Oil industry foes are preparing to go to court to fight an Environmental Protection Agency regulation allowing year-round sales of higher-ethanol E15 gasoline nationwide.
The agency’s final rule, set to be released Friday, offers ethanol producers the promise of greater market access and demand — but the coming legal battle will be the true test of that potential.
“This action by EPA makes no sense and is contrary to the law, congressional intent and decades of agency precedence,” said Frank Macchiarola, a group director at the American Petroleum Institute. “We will challenge it vigorously.”
EPA Administrator Andrew Wheeler is slated to sign the final rule on Thursday, according to people briefed on the matter who asked not to be named ahead of the announcement. That paves the way for a planned Friday event with EPA’s Region 7 administrator, Iowa Republican leaders and biofuel industry boosters at the Elite Octane LLC’s dry mill ethanol plant in Atlantic, Iowa.
The regulation fulfills President Donald Trump’s promise to unleash ethanol sales and is a potent show of support to Midwestern farmers who are suffering from Chinese tariffs on soybeans, flooding that destroyed stockpiled grain and a deluge of rain that has delayed plantings. With some 37% of America’s corn production going to ethanol mills, any regulatory move lifting demand for the fuel could buttress farmers who helped propel Trump to the White House.
At Trump’s direction, the EPA bundled the E15 shift with modest changes meant to boost transparency and prevent price manipulation in the trading of credits used by refiners to prove compliance with annual biofuel blending quotas. Large integrated oil companies, including ExxonMobil Corp., BP America Inc. and Chevron Corp., had argued against the EPA’s initial proposal of more aggressive trading limitations.
Under the EPA rule, E15 gasoline containing 15% ethanol is being waived from vapor pressure requirements that have blocked sales from June 1 to September 15 in areas where smog is a problem.
Ethanol is already a staple of America’s fuel supply, accounting for about 10% of total consumption.

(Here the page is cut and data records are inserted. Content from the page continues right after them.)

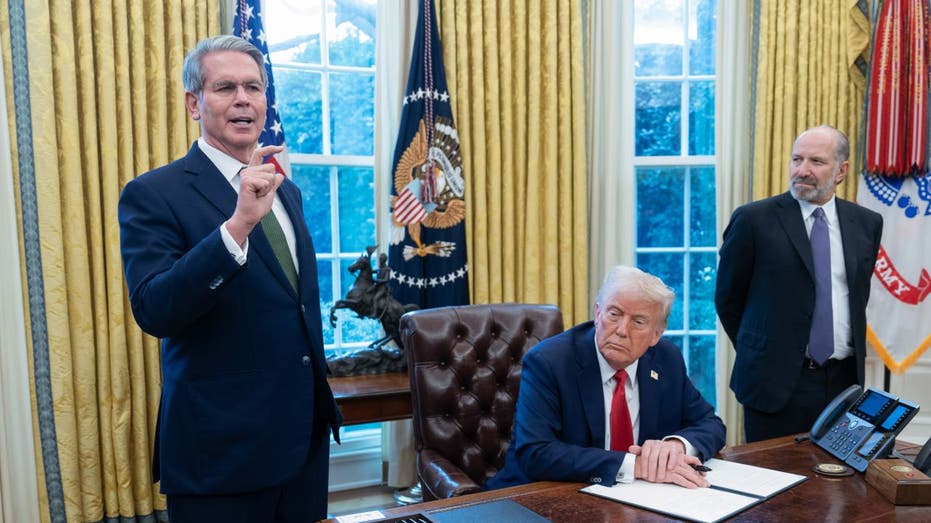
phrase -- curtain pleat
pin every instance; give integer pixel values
(105, 104)
(515, 73)
(808, 71)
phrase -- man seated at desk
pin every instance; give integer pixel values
(588, 394)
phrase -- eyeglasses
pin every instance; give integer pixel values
(223, 88)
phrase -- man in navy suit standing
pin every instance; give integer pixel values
(609, 401)
(796, 312)
(220, 265)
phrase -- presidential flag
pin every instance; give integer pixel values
(427, 252)
(247, 23)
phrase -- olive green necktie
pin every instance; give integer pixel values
(279, 244)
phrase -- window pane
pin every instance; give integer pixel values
(658, 116)
(657, 38)
(701, 118)
(293, 31)
(676, 340)
(314, 182)
(356, 212)
(352, 113)
(355, 329)
(702, 22)
(298, 94)
(703, 230)
(352, 34)
(701, 366)
(668, 267)
(325, 279)
(660, 205)
(703, 268)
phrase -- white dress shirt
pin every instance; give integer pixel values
(632, 392)
(840, 293)
(229, 167)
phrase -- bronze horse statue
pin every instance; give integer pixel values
(371, 298)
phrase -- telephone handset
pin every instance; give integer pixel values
(858, 427)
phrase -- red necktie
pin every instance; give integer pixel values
(622, 432)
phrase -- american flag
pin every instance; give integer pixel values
(247, 23)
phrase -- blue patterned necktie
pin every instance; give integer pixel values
(821, 338)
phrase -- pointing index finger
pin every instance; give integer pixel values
(258, 156)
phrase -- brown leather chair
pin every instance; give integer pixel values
(464, 365)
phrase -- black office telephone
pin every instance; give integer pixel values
(858, 427)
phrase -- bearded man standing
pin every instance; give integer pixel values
(792, 287)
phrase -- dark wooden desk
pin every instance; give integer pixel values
(374, 397)
(820, 498)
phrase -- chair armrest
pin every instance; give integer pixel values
(441, 479)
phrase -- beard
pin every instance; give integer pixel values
(818, 193)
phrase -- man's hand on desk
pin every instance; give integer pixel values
(666, 462)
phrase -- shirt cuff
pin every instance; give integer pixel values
(238, 254)
(689, 449)
(625, 474)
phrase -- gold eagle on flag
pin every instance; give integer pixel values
(430, 189)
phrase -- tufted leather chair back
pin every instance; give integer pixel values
(464, 365)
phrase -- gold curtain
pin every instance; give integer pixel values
(105, 103)
(808, 70)
(515, 72)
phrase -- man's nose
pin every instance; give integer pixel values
(241, 95)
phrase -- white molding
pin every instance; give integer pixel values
(356, 463)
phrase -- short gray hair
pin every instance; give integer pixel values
(648, 287)
(192, 72)
(842, 145)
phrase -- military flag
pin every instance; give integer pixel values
(897, 185)
(427, 252)
(247, 23)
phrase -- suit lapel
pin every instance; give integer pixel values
(590, 385)
(790, 217)
(210, 182)
(648, 375)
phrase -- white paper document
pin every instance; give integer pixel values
(747, 479)
(735, 487)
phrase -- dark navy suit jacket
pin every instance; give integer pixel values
(560, 422)
(765, 293)
(243, 371)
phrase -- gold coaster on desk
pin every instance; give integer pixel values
(833, 469)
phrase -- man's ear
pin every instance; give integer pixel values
(841, 172)
(193, 105)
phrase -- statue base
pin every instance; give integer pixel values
(368, 361)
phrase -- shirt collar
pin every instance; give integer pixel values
(830, 209)
(607, 372)
(228, 166)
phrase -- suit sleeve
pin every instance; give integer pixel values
(173, 279)
(540, 453)
(700, 425)
(735, 270)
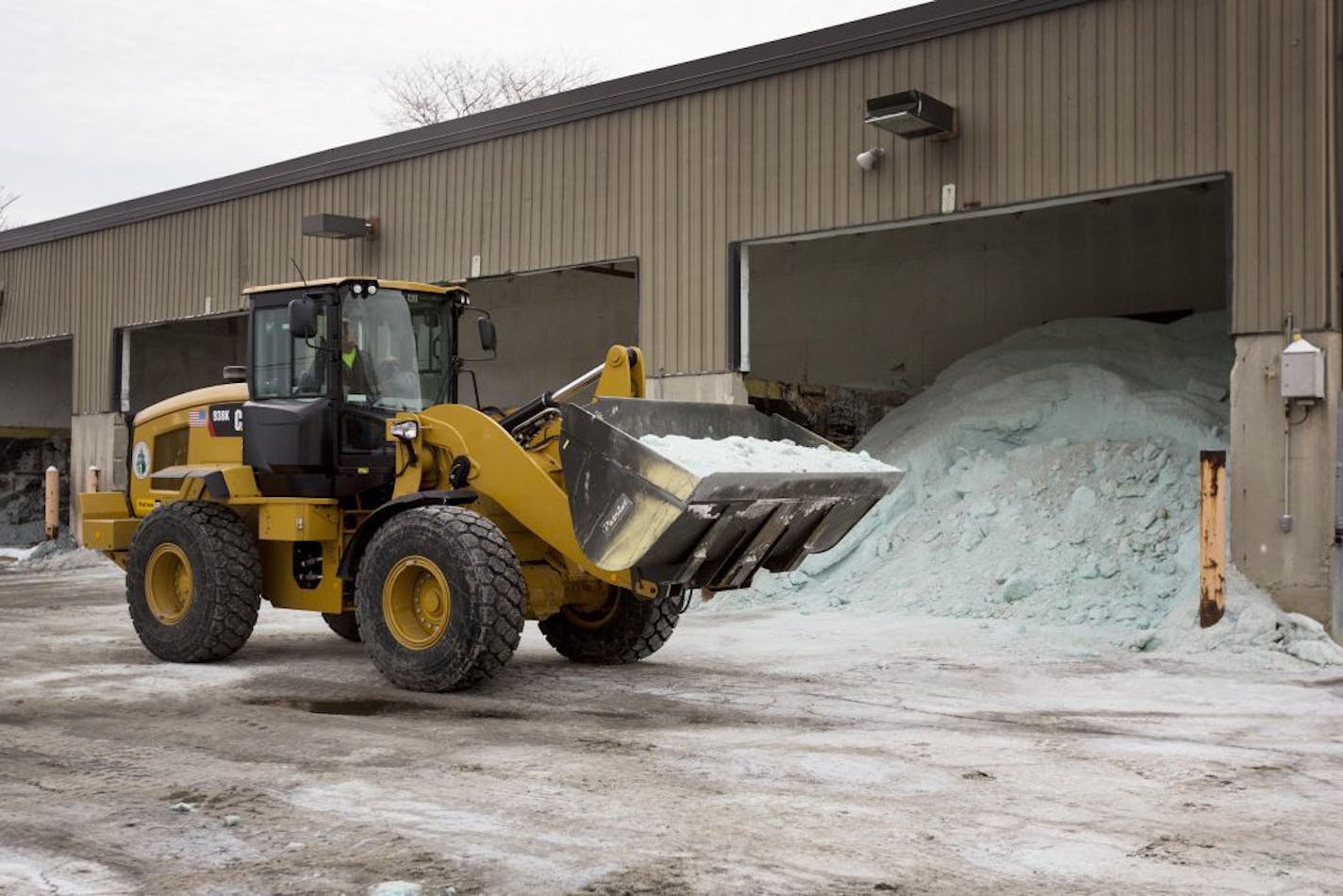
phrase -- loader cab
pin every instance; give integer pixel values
(329, 361)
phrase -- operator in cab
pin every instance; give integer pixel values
(357, 376)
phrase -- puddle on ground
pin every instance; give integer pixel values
(366, 706)
(342, 706)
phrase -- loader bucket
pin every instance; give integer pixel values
(636, 509)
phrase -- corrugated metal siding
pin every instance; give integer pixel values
(1280, 124)
(1089, 97)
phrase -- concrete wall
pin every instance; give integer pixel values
(35, 386)
(870, 307)
(551, 326)
(1294, 566)
(719, 389)
(184, 355)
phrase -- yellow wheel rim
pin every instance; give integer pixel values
(594, 617)
(168, 588)
(417, 602)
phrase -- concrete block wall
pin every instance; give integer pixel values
(1294, 566)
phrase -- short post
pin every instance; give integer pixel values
(53, 501)
(1212, 547)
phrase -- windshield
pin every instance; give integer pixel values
(393, 351)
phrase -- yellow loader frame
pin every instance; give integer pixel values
(520, 488)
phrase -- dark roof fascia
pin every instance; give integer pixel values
(884, 31)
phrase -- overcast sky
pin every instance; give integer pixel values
(109, 101)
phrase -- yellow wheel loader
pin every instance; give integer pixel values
(341, 472)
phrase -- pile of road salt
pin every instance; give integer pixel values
(1053, 478)
(746, 453)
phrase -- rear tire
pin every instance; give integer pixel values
(342, 623)
(627, 629)
(439, 598)
(192, 582)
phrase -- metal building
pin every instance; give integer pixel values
(1185, 149)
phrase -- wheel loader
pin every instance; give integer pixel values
(342, 472)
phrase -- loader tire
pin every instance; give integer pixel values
(626, 630)
(342, 623)
(440, 599)
(192, 582)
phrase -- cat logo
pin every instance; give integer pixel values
(140, 459)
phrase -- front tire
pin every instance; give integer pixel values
(192, 582)
(626, 629)
(440, 599)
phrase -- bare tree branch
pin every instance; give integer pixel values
(6, 200)
(433, 91)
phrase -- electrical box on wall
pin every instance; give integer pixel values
(1302, 371)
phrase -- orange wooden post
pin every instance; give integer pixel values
(53, 501)
(1212, 576)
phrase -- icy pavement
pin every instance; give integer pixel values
(835, 751)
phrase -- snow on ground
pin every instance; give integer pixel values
(1052, 478)
(750, 455)
(757, 751)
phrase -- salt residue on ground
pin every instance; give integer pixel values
(1053, 478)
(750, 455)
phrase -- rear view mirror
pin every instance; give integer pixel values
(303, 317)
(489, 339)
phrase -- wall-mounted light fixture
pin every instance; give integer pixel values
(912, 114)
(340, 227)
(870, 158)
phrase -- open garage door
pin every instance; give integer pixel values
(552, 325)
(843, 326)
(34, 434)
(161, 360)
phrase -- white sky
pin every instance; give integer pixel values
(108, 101)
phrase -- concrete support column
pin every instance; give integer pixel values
(1294, 566)
(101, 440)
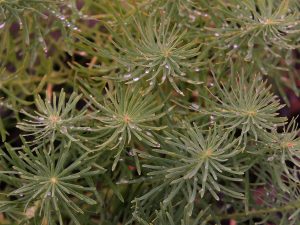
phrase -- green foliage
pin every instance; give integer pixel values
(149, 112)
(59, 118)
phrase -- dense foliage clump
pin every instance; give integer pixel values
(149, 112)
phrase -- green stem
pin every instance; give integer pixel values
(290, 206)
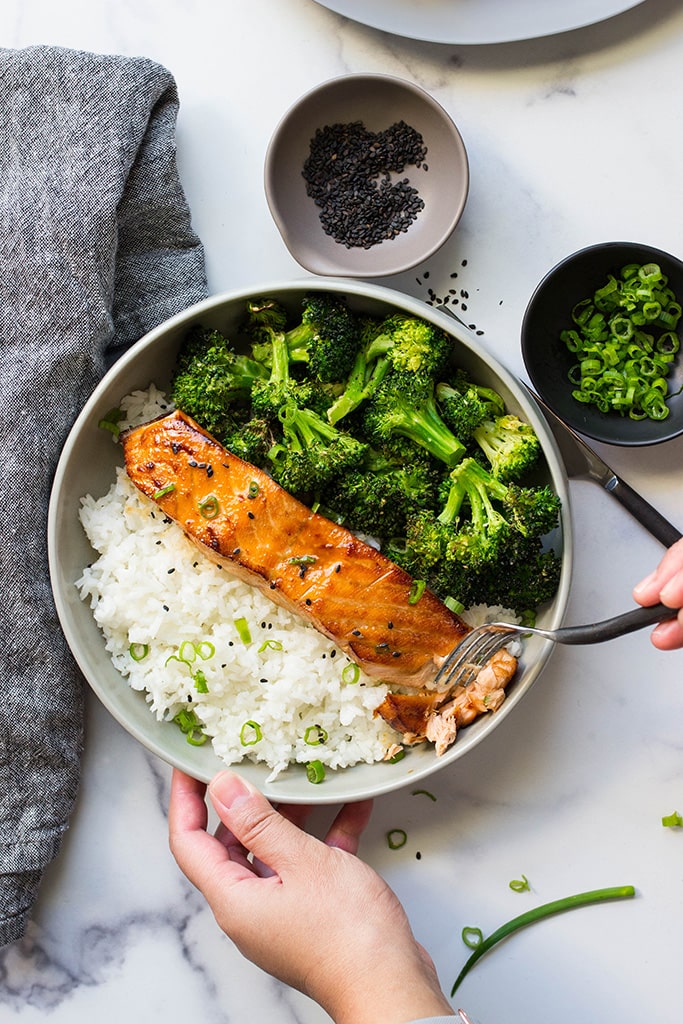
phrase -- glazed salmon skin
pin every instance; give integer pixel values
(246, 522)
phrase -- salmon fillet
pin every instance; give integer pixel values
(245, 521)
(437, 717)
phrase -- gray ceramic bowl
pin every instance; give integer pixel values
(88, 465)
(548, 360)
(378, 101)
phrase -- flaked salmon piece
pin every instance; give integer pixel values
(245, 521)
(437, 716)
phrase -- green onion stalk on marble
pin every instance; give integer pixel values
(473, 937)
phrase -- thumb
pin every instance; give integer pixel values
(256, 824)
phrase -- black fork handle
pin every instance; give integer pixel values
(619, 626)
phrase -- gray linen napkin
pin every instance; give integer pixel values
(96, 248)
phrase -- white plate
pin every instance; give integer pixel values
(478, 22)
(88, 465)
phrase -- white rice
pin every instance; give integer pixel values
(151, 587)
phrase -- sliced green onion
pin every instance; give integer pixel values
(169, 488)
(622, 366)
(538, 913)
(314, 735)
(111, 422)
(303, 560)
(396, 838)
(242, 626)
(250, 733)
(350, 674)
(314, 771)
(210, 507)
(472, 937)
(272, 644)
(138, 651)
(520, 885)
(201, 684)
(188, 723)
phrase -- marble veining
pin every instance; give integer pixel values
(571, 139)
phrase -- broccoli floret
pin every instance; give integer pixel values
(380, 497)
(212, 381)
(464, 404)
(250, 440)
(404, 403)
(511, 445)
(279, 389)
(312, 453)
(327, 339)
(401, 343)
(485, 544)
(526, 577)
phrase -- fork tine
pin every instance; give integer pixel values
(463, 664)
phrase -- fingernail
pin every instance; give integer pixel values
(228, 790)
(644, 583)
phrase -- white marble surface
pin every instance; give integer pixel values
(571, 140)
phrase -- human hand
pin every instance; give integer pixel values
(307, 911)
(666, 585)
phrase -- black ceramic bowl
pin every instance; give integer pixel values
(548, 361)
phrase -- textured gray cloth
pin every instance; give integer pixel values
(96, 248)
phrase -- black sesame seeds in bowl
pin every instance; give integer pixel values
(366, 176)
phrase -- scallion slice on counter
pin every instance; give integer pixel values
(314, 771)
(520, 885)
(396, 838)
(250, 733)
(538, 913)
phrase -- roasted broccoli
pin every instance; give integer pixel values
(213, 383)
(311, 453)
(465, 404)
(401, 343)
(404, 403)
(381, 496)
(327, 339)
(511, 445)
(483, 539)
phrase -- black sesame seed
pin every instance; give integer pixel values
(348, 176)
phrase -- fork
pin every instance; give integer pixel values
(464, 662)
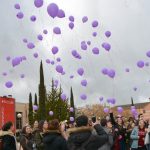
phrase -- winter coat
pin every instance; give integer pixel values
(134, 137)
(109, 144)
(38, 139)
(53, 140)
(81, 135)
(26, 142)
(9, 142)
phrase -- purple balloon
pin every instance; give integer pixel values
(147, 64)
(38, 3)
(63, 73)
(4, 74)
(127, 70)
(94, 34)
(84, 46)
(61, 13)
(135, 88)
(33, 18)
(111, 73)
(9, 84)
(17, 6)
(35, 55)
(94, 24)
(59, 69)
(45, 31)
(51, 113)
(25, 40)
(35, 107)
(20, 15)
(8, 58)
(74, 53)
(57, 30)
(71, 18)
(22, 76)
(58, 59)
(119, 109)
(84, 82)
(24, 58)
(63, 97)
(101, 99)
(104, 71)
(55, 50)
(83, 96)
(52, 10)
(95, 50)
(30, 45)
(106, 110)
(71, 119)
(132, 107)
(71, 109)
(88, 42)
(48, 61)
(40, 37)
(108, 34)
(71, 77)
(106, 46)
(140, 64)
(148, 54)
(15, 61)
(80, 71)
(52, 62)
(71, 25)
(84, 19)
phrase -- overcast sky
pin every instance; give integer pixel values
(129, 22)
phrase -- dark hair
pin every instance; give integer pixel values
(82, 121)
(103, 122)
(40, 126)
(54, 124)
(7, 126)
(140, 115)
(24, 129)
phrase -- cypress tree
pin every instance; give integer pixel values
(132, 104)
(30, 115)
(35, 100)
(72, 114)
(42, 96)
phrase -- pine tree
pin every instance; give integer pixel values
(56, 104)
(42, 96)
(132, 104)
(35, 111)
(30, 115)
(72, 114)
(35, 100)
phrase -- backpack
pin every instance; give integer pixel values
(1, 143)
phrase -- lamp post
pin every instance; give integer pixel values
(19, 116)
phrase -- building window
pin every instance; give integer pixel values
(18, 121)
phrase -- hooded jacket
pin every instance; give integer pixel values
(53, 140)
(80, 135)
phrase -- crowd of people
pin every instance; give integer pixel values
(109, 133)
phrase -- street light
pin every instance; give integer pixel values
(19, 116)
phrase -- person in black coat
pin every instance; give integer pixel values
(81, 137)
(53, 139)
(9, 142)
(26, 139)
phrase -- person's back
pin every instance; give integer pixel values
(53, 140)
(8, 141)
(81, 137)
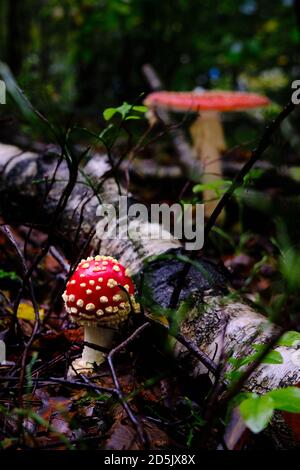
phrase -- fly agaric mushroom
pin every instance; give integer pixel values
(99, 296)
(207, 132)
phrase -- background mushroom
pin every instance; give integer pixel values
(207, 131)
(94, 299)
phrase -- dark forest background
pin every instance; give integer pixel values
(81, 56)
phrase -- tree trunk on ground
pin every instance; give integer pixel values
(217, 324)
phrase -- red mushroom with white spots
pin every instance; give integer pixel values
(99, 296)
(207, 131)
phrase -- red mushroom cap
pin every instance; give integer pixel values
(93, 293)
(206, 101)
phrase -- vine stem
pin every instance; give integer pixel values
(264, 143)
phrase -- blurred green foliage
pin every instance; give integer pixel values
(88, 54)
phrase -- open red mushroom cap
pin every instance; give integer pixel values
(93, 293)
(206, 100)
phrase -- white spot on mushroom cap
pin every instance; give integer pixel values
(111, 283)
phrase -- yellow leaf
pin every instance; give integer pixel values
(26, 312)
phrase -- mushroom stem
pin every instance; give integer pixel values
(96, 335)
(208, 139)
(99, 336)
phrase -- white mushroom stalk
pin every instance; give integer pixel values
(98, 296)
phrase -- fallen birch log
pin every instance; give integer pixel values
(31, 186)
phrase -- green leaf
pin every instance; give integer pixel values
(140, 109)
(132, 117)
(108, 113)
(286, 399)
(257, 412)
(290, 338)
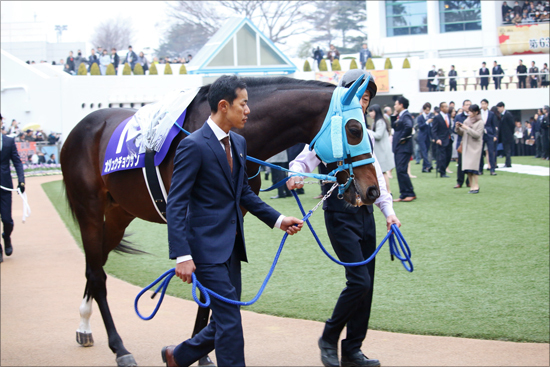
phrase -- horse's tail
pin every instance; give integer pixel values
(126, 247)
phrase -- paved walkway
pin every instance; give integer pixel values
(43, 281)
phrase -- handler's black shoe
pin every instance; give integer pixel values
(359, 360)
(329, 354)
(7, 245)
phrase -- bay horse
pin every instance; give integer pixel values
(284, 112)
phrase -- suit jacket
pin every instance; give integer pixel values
(507, 127)
(402, 137)
(9, 152)
(423, 128)
(484, 80)
(490, 127)
(203, 207)
(440, 131)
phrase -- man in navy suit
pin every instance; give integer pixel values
(489, 136)
(441, 133)
(506, 132)
(402, 124)
(205, 222)
(484, 81)
(8, 151)
(423, 122)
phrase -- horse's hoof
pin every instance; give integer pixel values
(84, 339)
(206, 361)
(126, 361)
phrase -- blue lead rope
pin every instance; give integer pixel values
(167, 276)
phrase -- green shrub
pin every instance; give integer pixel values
(110, 70)
(370, 64)
(127, 69)
(82, 69)
(94, 70)
(138, 69)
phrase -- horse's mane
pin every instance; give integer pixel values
(282, 82)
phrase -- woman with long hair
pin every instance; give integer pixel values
(471, 131)
(382, 147)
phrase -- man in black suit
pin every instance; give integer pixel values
(506, 132)
(452, 81)
(441, 133)
(431, 74)
(489, 137)
(8, 152)
(484, 81)
(402, 145)
(205, 222)
(497, 71)
(423, 122)
(461, 118)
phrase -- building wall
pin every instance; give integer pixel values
(435, 44)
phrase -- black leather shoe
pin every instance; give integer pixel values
(7, 244)
(329, 354)
(359, 360)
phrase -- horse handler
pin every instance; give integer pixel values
(8, 151)
(352, 233)
(205, 222)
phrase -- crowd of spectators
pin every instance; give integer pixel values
(103, 58)
(527, 13)
(538, 78)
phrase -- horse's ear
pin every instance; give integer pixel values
(350, 93)
(363, 88)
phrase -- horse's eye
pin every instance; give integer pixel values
(355, 132)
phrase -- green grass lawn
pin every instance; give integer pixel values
(481, 261)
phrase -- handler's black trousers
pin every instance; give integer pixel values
(353, 237)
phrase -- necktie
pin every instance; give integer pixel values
(225, 142)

Biofuel boosters who have lobbied for the regulatory shift are betting 15% will eventually emerge as the standard. Green Plains Inc. Chief Executive Officer Todd Becker said this month that the higher blend puts in play “year-round demand growth of at least 200 million gallons of annualized incremental demand as only the starting point.”
That would come at the expense of the oil industry.
The American Petroleum Institute previewed its legal argument in public comments, arguing that the agency is flouting the plain text of the Clean Air Act by extending an existing waiver to E15. Marathon Petroleum Corp. warned the EPA’s move to consider E15 “substantially similar” to conventional E10 gasoline is “arbitrary and capricious” — a fatal failing under a federal law governing rulemaking. And the American Fuel and Petrochemical Manufacturers insisted the EPA is taking action previously rejected by Congress.
Ethanol advocates argue the EPA is on solid legal footing. The agency’s move to grant a waiver to E15 “reflects the best, most natural reading” of the Clean Air Act, and that higher-ethanol blend is substantially similar to E10, said Growth Energy Chief Executive Officer Emily Skor.